料理が出来上がったら本題に入ろう。いや、やはりもう少し様子を見るべきだろうか。
「後でちょっと、ついてきて欲しい場所があるんだ」
「え? あ、はい」
唐突に言われた言葉に返事をすると、ハビは微笑した。
「料理が出来るまで、退屈しのぎに君の話を聞かせてよ」
一瞬の沈黙。クライドは、捻じ込むなら今しかないと思って顔を上げる。厨房のハビの横顔に向かって、真っすぐに声を上げた。
「あの、レイチェルの墓ってどこにあるんですか」
ハビの手がぴたりと止まった。鍋の水が沸騰して湯に変わりはじめる、小さな泡の音が沈黙に色をつける。ゆっくりと、ハビの視線がこちらを捕らえる。
「ついてきて欲しい場所が、そこなんだ」
息が止まる思いだった。
ハビには全て見透かされている。ここに来てからずっとクライドが言いたかったことも、クライドが旅に出てきたその理由も、きっと彼ならレイチェルを殺してしまった直後から解っていただろう。きっとクライドはまた会いに来ると、ハビは悟っていたのかもしれない。だからクライドに、あのアンティークの時計を渡したのだろうか。

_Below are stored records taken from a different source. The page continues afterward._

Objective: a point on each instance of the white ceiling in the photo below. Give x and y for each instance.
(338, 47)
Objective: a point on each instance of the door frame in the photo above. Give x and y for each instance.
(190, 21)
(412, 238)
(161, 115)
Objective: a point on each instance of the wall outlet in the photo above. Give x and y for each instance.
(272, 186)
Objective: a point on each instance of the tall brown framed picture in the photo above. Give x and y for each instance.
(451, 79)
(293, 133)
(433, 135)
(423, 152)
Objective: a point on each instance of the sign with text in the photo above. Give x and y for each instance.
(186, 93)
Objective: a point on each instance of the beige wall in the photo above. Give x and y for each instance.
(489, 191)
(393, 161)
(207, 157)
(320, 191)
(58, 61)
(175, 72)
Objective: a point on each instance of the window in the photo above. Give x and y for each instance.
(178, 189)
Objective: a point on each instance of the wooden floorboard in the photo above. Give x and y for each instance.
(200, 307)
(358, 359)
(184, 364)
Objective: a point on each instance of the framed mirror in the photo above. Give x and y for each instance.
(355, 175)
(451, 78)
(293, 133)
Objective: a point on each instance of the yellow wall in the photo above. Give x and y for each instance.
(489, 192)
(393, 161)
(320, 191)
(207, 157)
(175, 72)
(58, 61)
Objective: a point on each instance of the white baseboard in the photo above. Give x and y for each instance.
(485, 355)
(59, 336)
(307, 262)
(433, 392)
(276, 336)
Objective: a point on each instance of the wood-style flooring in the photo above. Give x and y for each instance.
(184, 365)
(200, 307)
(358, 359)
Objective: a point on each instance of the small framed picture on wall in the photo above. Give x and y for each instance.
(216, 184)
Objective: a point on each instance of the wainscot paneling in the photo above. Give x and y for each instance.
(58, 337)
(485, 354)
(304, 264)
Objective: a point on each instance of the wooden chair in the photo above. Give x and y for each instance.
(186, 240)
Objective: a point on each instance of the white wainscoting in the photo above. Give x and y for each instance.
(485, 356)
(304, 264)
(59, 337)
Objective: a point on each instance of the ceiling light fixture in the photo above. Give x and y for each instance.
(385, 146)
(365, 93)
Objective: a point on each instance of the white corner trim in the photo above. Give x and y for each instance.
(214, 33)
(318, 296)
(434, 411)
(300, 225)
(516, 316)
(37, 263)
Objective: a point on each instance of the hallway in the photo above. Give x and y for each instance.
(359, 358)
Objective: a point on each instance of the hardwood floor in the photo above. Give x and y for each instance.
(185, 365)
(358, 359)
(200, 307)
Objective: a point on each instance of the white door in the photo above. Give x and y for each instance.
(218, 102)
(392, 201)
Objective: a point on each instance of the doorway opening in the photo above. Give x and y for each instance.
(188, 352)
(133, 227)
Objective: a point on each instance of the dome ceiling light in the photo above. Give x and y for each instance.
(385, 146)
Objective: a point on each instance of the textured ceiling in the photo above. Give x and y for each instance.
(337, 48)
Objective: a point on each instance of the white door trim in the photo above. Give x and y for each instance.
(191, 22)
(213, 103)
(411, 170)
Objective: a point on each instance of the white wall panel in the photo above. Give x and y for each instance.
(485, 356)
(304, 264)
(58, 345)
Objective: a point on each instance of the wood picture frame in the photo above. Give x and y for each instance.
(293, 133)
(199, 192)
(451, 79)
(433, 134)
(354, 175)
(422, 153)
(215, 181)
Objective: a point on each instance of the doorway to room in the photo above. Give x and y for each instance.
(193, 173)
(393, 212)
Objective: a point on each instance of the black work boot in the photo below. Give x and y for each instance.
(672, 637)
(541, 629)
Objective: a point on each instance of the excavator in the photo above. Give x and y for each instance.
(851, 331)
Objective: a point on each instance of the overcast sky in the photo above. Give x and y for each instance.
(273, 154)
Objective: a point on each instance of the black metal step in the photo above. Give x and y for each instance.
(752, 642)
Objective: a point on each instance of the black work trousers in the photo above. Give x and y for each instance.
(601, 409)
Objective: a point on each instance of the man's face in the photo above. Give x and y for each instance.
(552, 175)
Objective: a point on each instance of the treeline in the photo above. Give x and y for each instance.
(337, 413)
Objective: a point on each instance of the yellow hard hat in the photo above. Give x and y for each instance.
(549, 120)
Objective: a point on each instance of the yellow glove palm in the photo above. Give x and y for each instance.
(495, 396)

時計はクライドの荷物の中にある。今日、研究所に帰ったら渡そう。
「続き、レイチェルの傍で話してもいいですか」
「勿論」
ハビは相変わらず穏やかだったが、その柔らかな表情には少しだけ哀しい色が含まれていた。クライドは少し考えてから、口を開く。
「この辺りの学校って、変わった制服のところが多いですね」
何も関係ない話をして、彼の言うとおり、料理ができるまで退屈しのぎをしようと思う。いや、これは退屈しのぎなどではなく、沈んでしまった空気の緩和だ。ハビは何事もなかったかのように話に乗ってくれた。全てが順調に戻っていくような、そんな気がした。